# Laminate floor is cupping and gaps. Installation issue?



## vsheetz (Sep 28, 2008)

Was the concrete checked for water content before the installation? 
Were all the materials manufacturer's instructions followed?


----------



## keysermtl (Jan 26, 2010)

That is my suspicion that there was preexisting moisture that was ignored or not tested for. I was not here for the installation.


----------



## just tile (Jan 17, 2010)

i always check moisture content before installing any type of wood or laminate floors.cant tell from pics if it's from moisture or over tapped and left that way. either way it would be installer error. not sure what your claim would be with the installer but the previous owner could push for you.good luck.


----------



## just tile (Jan 17, 2010)

my bad. i miss read the question and the contractor should be 100% responsible for that floor. does he have inssurance to cover the problem? he should atleast be willing to come and try to fix the problem. i would ha a moisture test done first. to see what kind of problem you really have.good luck.


----------



## vhugh1 (Feb 11, 2010)

Hi all, I am in the flooring Industry and have handled hundreds of complaints and warranty issues with laminate flooring, major culprits are # 1. Inproper installation #2. Big time, inproper maintenace! The cupping from the surface looks to be from improper maintenace, such as Wet mopping, typically from wrong type of cleaning solution being used! Do not use- Steam mops! Spong mops! Lysol ,pinesol, mop n glo, murphys oil soap, swiffer wet jets, only use micro fiber type mops with a hard surface laminate flooring cleaner! Just spray and Use mop head dry! It doesnt get any easier , people have to get away from the old fashined methods. Half the problem is nobody educates contractors and home owners on proper issues, also each and every carton of flooring comes with proper install and maintenace and warranty info, but let me tell you, maybe one out of ten will read it!


----------



## rusty baker (Feb 13, 2009)

Cupping is usually caused by moisture coming from underneath.


----------



## msv (Dec 4, 2009)

*first* of all, i don't see anything in your post related to DIY... this is a DIY forum....
*second*... Lack of moisture barrier under underlayment is installer's fault (although some underlayments - the ones with a plastic side and a foam side - have the moisture barrier- aka plastic side- included).
*third*... by the look of those two end joints, it isn't moisture causing it... that's water... only times i've seen laminate react like that was when water was present and infiltrated the joint between two boards. High moisture level would have affected your floor differently... first, the WHOLE floor would expand equally (in your first picture only those 2 end joints look affected), which contradicts the gaps. By expanding, the wood would push against the walls if no proper expansion space was left, and it would begin to lift somewhere in the middle of the floor, but the long joints would lift, not the end ones.(TOO MUCH space near the baseboards is not a bad thing, as long as moulding covers it. NOT ENOUGH on the other hand, will cause problems)
*fourth*... the gaps are probably an installer problem.* laminate FLOATING floors are supposed to be able to move freely AS ONE PIECE if the installation was done correctly and the locking system on each board was not damaged.. so if it expands, it expands as one piece, if it contracts , it contracts as one piece.* The free movement of some pieces might have been obstructed by heavy pieces of furniture or by nailing the shoemoulding through the floor into the subfloor, as opposed to nailing into baseboard(which is the correct way). 
My bet is that a little bit of everything i named above is contributing to your problem.
As far as fixing it.... i hope you mean replacing it, cause that's what it's gonna take. there was a thread earlier this month about re-using already installed laminate. you have to check with your manufacturer, but i'm pretty sure they won't warrant a floor that is reinstalled, as the locking mechanism might be damaged by either the first install or the tear out...
good luck.
Oh, one more question... when did you first start to notice these problems? because 9 weeks is a long time for the floor to acclimate and just then start reacting to conditions....

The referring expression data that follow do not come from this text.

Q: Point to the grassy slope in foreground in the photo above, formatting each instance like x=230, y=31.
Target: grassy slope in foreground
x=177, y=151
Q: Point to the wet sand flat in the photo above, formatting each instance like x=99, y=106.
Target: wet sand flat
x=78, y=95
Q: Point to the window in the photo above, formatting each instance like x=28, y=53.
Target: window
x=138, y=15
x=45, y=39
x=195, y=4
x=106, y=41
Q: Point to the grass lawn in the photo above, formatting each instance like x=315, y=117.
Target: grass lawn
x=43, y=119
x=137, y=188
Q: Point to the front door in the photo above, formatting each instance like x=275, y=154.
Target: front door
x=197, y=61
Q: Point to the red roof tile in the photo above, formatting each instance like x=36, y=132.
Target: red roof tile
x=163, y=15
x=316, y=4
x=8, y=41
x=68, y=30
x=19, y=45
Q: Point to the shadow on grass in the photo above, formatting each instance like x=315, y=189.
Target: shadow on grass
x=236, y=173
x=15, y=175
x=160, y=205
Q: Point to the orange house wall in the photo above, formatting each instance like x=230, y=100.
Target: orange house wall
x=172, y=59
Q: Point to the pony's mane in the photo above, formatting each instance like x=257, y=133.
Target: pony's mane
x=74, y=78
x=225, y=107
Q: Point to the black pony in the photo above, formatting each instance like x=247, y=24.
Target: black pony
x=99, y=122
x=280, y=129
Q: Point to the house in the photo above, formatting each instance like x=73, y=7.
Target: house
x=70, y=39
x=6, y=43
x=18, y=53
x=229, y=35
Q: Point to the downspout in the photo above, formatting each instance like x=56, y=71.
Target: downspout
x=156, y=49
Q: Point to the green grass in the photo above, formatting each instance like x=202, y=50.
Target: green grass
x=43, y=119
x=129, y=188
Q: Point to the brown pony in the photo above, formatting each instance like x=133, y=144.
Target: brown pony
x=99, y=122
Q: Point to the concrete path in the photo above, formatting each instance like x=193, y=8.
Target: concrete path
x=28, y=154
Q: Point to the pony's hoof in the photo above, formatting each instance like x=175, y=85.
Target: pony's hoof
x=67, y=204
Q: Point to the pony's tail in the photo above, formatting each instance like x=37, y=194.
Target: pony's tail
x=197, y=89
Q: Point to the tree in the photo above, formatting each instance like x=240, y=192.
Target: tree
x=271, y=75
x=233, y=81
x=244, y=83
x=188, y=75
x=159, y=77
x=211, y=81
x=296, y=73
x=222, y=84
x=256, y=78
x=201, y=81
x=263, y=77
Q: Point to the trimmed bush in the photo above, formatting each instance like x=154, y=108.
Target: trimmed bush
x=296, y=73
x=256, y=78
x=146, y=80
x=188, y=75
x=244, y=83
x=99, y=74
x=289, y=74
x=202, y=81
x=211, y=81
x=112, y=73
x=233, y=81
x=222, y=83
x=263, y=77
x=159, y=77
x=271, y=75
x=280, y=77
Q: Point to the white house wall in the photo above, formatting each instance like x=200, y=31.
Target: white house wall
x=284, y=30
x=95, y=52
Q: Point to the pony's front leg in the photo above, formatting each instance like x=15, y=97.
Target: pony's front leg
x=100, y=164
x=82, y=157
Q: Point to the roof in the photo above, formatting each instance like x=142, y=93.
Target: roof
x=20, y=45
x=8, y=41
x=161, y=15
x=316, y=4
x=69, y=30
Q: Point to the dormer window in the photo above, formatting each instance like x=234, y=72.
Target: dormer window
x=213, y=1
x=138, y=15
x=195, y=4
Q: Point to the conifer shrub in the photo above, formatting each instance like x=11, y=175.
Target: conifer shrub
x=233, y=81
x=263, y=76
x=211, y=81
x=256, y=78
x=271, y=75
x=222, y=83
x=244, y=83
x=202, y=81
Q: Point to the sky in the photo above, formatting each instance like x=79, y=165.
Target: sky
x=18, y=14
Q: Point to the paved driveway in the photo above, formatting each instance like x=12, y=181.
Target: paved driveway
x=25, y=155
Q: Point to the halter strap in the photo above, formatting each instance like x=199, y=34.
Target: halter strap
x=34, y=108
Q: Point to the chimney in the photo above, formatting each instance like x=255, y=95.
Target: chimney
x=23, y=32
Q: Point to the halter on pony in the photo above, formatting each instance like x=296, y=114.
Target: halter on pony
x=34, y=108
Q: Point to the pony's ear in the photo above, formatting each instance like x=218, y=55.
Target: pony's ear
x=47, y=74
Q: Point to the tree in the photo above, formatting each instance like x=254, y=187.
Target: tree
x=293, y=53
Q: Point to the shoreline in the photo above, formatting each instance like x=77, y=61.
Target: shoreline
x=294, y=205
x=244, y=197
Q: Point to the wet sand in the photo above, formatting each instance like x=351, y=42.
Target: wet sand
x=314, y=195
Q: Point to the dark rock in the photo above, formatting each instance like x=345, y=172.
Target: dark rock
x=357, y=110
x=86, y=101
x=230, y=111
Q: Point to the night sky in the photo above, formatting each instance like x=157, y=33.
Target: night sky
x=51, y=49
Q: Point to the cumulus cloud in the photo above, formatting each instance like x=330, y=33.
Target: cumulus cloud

I attached a picture so that you can see what cupping looks like (i admit mine is a little extreme:whistling2


----------



## alandal (Aug 8, 2010)

Hi, we just installed the laminate floor, which looks extremely like yours. Just wonder what brand is yours?

Also, the gaps showing in your pictures are not right. This type of floor is tongue-and-groove which should not leave that big gap (1/4 ") even under very moisture condition.

I'm worried about mine now ....


----------



## rusty baker (Feb 13, 2009)

Was your floor moisture-tested? Did the installer leave expansion gaps. Was there a moisture barrier used. Was the flooring installed according to the instructoins? Was it acclimated? If you can answer yes to all these questions, you probably will be ok as long as your floor doesn't get a lot of surface moisture.


----------



## canadaclub (Oct 19, 2006)

Hmm..pic 1 to me looks like water damage but pics 2 and 3 look more like an install flaw, maybe the floor edging was tacked down or something like baseboard or quarter round. To be fair to the installer, we have had an unpecendented amount of humidity in the area and can cause havoc to everything in a house. Especially laminate and MDF.


----------



## Vinnieman (Mar 26, 2013)

Is there any way to repair anything like moisture damage? I've detected something similar to my laminate, but I beleive it's a spill that no one noticed, (damn kids!) and now the surface of my laminate is puffed up from water seeping into the joints. I'm assuming I'm S.O.L.


----------



## joecaption (Nov 30, 2011)

Vinniman please go back and add your own post, To confusing trying to keep the ansewers straight.


----------